Dans le texte qui accompagne l’exposition, Marie-Caroline Allaire-Matte précise les raisons qui l’ont conduite à réunir ces deux artistes autour de cet adjectif :
« Si le titre de l’exposition, Spéculaire, dont la définition la plus courante précise, “qui réfléchit la lumière comme un miroir”, suggère une situation de face à face de deux gestes artistiques qui s’éclairent mutuellement, on peut aussi l’interpréter comme un dispositif méditatif, au sens d’exercer sa réflexion en confrontant les deux propositions. Nicolas adapte ses moyens à la restitution d’une archive, d’une mémoire, d’une phrase, en s’interrogeant sur la manière d’en restituer la force, la légitimité, de la rendre visible et lisible. La limaille, la céramique dentaire, le béton saboté utilisés par Nicolas Daubanes, servent une cause : la mémoire de l’histoire. Marine Pagès a choisi d’assujettir ses sujets, inventaires, mémento mori, aux contraintes d’une économie formelle rigoureuse qu’elle fixe en préambule de ses gestes.

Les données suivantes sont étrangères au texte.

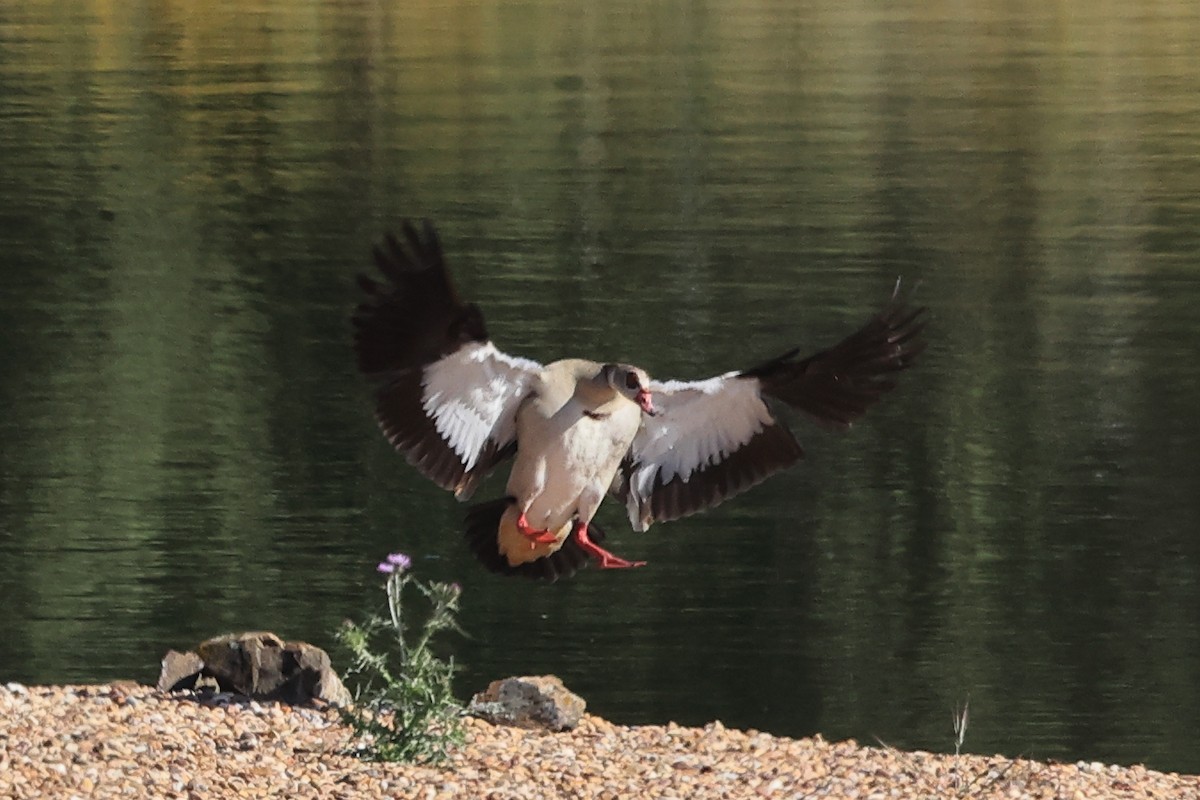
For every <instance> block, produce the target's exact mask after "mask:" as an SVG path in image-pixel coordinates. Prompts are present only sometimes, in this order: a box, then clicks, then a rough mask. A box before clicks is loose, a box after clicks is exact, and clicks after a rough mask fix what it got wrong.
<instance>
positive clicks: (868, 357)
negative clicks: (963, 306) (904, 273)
mask: <svg viewBox="0 0 1200 800" xmlns="http://www.w3.org/2000/svg"><path fill="white" fill-rule="evenodd" d="M899 291H900V284H899V282H898V283H896V289H895V291H893V294H892V299H890V300H889V302H888V305H887V306H884V307H883V308H882V309H880V311H878V312H877V313H876V314H875V315H872V317H871V318H870V319H869V320H868V321H866V324H865V325H863V327H860V329H859V330H857V331H856V332H853V333H851V335H850V336H847V337H846V338H844V339H842V341H841V342H839V343H838V344H835V345H833V347H832V348H829V349H827V350H821V351H820V353H816V354H814V355H810V356H809V357H806V359H800V360H797V357H796V356H797V355H798V353H799V350H798V349H793V350H790V351H787V353H785V354H784V355H781V356H779V357H775V359H772V360H770V361H767V362H766V363H761V365H758V366H757V367H754V368H751V369H746V371H744V372H742V373H740V374H742V375H744V377H748V378H757V379H758V380H760V381H761V383H762V391H763V393H766V395H769V396H772V397H776V398H779V399H781V401H784V402H785V403H787V404H788V405H791V407H792V408H797V409H799V410H802V411H805V413H808V414H810V415H811V416H812V417H814V419H815V420H817V421H818V422H821V423H823V425H827V426H829V427H835V428H846V427H848V426H850V425H851V423H852V422H854V421H857V420H859V419H860V417H862V416H863V415H864V414H866V410H868V409H869V408H870V407H871V405H874V404H875V403H877V402H878V401H880V398H882V397H883V396H884V395H886V393H888V392H889V391H892V390H893V389H894V387H895V380H894V374H895V373H898V372H900V371H901V369H907V368H908V367H910V366H912V362H913V360H914V359H916V357H917V356H918V355H919V354H920V351H922V350H924V349H925V343H924V342H922V341H920V339H919V338H918V337H919V335H920V332H922V330H923V329H924V327H925V319H924V315H925V308H923V307H922V308H911V307H910V306H908V303H907V302H906V300H905V299H902V297H900V296H899Z"/></svg>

Dans des registres formels différents, ils questionnent l’usage du matériau, du processus, qui transforme le sujet en un espace physique, réel, entier. »

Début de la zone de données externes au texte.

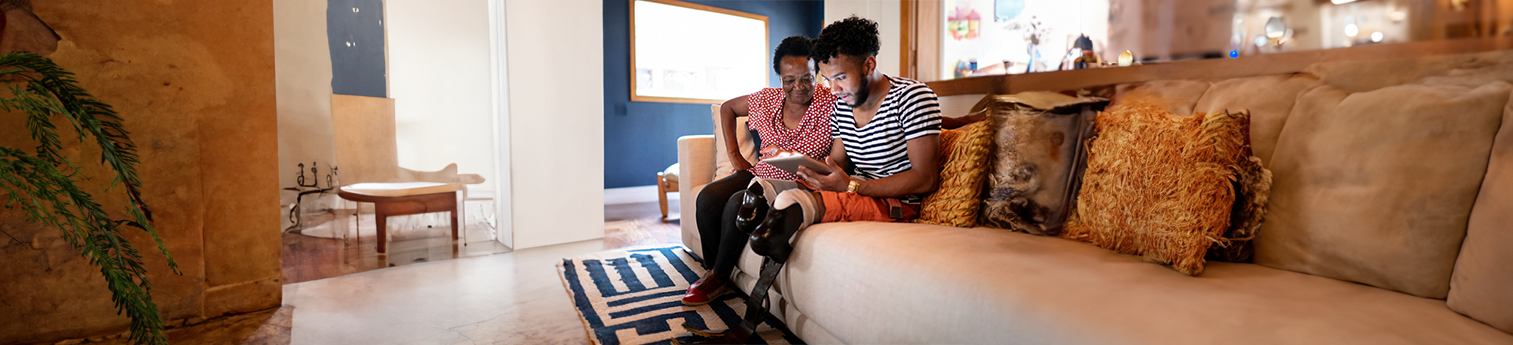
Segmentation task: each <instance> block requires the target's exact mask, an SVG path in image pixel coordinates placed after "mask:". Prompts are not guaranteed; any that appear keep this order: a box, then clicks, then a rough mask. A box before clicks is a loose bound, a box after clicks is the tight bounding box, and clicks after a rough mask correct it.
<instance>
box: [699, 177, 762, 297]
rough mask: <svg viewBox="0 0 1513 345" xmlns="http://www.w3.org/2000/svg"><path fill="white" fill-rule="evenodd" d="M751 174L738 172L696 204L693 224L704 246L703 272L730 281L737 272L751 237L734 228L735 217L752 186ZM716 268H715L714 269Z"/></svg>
mask: <svg viewBox="0 0 1513 345" xmlns="http://www.w3.org/2000/svg"><path fill="white" fill-rule="evenodd" d="M753 177H755V176H752V172H750V171H737V172H735V174H731V176H726V177H725V179H719V180H714V182H711V183H710V185H705V186H704V191H699V198H697V201H694V218H696V219H694V221H696V224H697V225H699V239H701V241H699V242H701V244H702V245H704V268H705V269H713V271H714V274H720V275H722V277H729V275H731V272H735V263H738V262H740V260H738V259H740V256H741V250H743V248H746V241H747V239H749V238H750V235H747V233H743V232H741V230H740V228H735V213H737V212H738V210H740V207H741V197H744V195H746V185H749V183H750V180H752V179H753ZM711 265H713V266H711Z"/></svg>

Pour ce face-à-face avec Nicolas Daubanes, la galeriste a sélectionné, avec la probable complicité de Bernard Jordan, quelques œuvres représentatives du travail captivant de Marine Pagès. Douze dessins sont issus des Memento Mori (2023-24). Deux feuilles de la série Mémento (2022) semblent hériter du vaste ensemble des Intermédiaires. Elles sont accompagnées par une de ses délicates Formes molles.

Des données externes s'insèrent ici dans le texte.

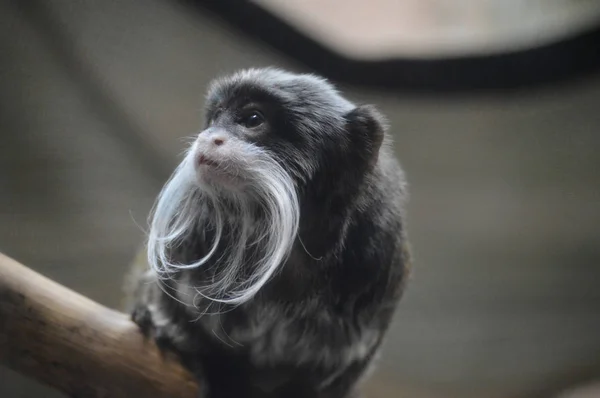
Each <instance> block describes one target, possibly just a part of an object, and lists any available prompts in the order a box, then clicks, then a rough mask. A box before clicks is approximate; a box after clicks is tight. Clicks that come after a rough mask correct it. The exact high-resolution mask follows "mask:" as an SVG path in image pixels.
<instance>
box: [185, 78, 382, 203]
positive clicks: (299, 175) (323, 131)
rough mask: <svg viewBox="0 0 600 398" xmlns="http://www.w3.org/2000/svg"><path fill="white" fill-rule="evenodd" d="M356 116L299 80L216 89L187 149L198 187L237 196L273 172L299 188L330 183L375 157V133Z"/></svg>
mask: <svg viewBox="0 0 600 398" xmlns="http://www.w3.org/2000/svg"><path fill="white" fill-rule="evenodd" d="M360 109H361V108H357V107H355V106H353V105H352V104H351V103H349V102H348V101H346V100H345V99H344V98H343V97H341V96H340V95H339V94H337V92H335V91H333V89H332V88H331V86H329V85H328V84H326V83H324V82H322V81H320V80H315V79H310V78H305V77H302V76H300V77H297V76H296V75H293V76H290V75H285V76H283V77H281V76H278V75H275V76H273V75H269V73H267V74H266V76H265V74H262V75H261V74H257V76H255V77H254V78H252V79H250V78H247V79H245V80H244V79H237V80H235V79H232V80H230V81H226V82H222V83H221V84H219V85H217V87H216V88H213V89H212V90H211V91H210V92H209V96H208V101H207V113H206V126H205V129H204V130H203V131H202V132H201V133H200V134H199V135H198V138H197V140H196V142H195V143H194V147H193V152H194V165H195V168H196V170H197V173H198V176H199V180H200V182H201V183H203V184H204V185H208V186H212V187H220V188H226V189H228V190H233V191H238V192H242V191H244V190H246V189H248V188H251V187H252V186H254V185H256V184H260V183H261V181H259V180H258V179H259V178H264V173H265V172H266V170H267V169H268V168H269V167H272V166H274V165H275V164H276V165H279V166H280V167H281V169H282V170H284V171H285V172H286V173H288V174H289V176H290V177H291V178H292V179H293V180H294V184H295V185H296V186H297V187H298V188H302V187H304V186H306V184H312V182H311V181H312V180H313V179H314V178H316V176H328V177H329V179H332V181H330V182H331V183H335V181H334V180H335V179H337V177H334V176H337V175H338V174H340V173H341V172H344V173H345V174H351V172H352V170H355V169H356V170H358V168H357V167H358V166H359V165H362V164H366V163H368V162H367V159H368V158H372V157H373V156H372V152H373V151H371V149H373V148H374V145H373V144H374V143H376V140H374V137H375V136H376V135H377V134H376V133H379V131H380V125H379V124H378V123H377V121H375V122H374V123H368V121H370V120H372V118H371V115H369V114H364V112H357V110H360ZM361 118H362V119H361ZM363 119H364V120H363ZM365 121H367V122H365ZM371 130H373V131H371ZM377 139H379V138H377ZM376 144H377V148H375V149H378V144H379V143H376ZM258 176H261V177H258ZM328 183H329V182H328Z"/></svg>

Mémento (rose) et Mémento (gris) réalisés en 2022 pourraient appartenir à un nouveau tiroir de la série des Intermédiaires commencée en 2018. Le catalogue monographique (Marine Pagès – Les Corps flottants) publié en juin 2021 par les éditions Naima et la galerie Bernard Jordan recensait alors les Intermédiaires I à III, les Intermédiaires d’été, les Intermédiaires – Repentirs, les Intermédiaires gouaches, les Intermédiaires – debout…
La description de cet ensemble que l’on peut lire dans ce catalogue semble s’appliquer en effet à ces deux Mémentos :
« Sur des fonds neutres ou colorés sont dessinées des lignes qui forment des structures en tension. Ces équilibres sont construits suivant une logique mécanique d’appui et de contrepoids, mais aussi empiriquement.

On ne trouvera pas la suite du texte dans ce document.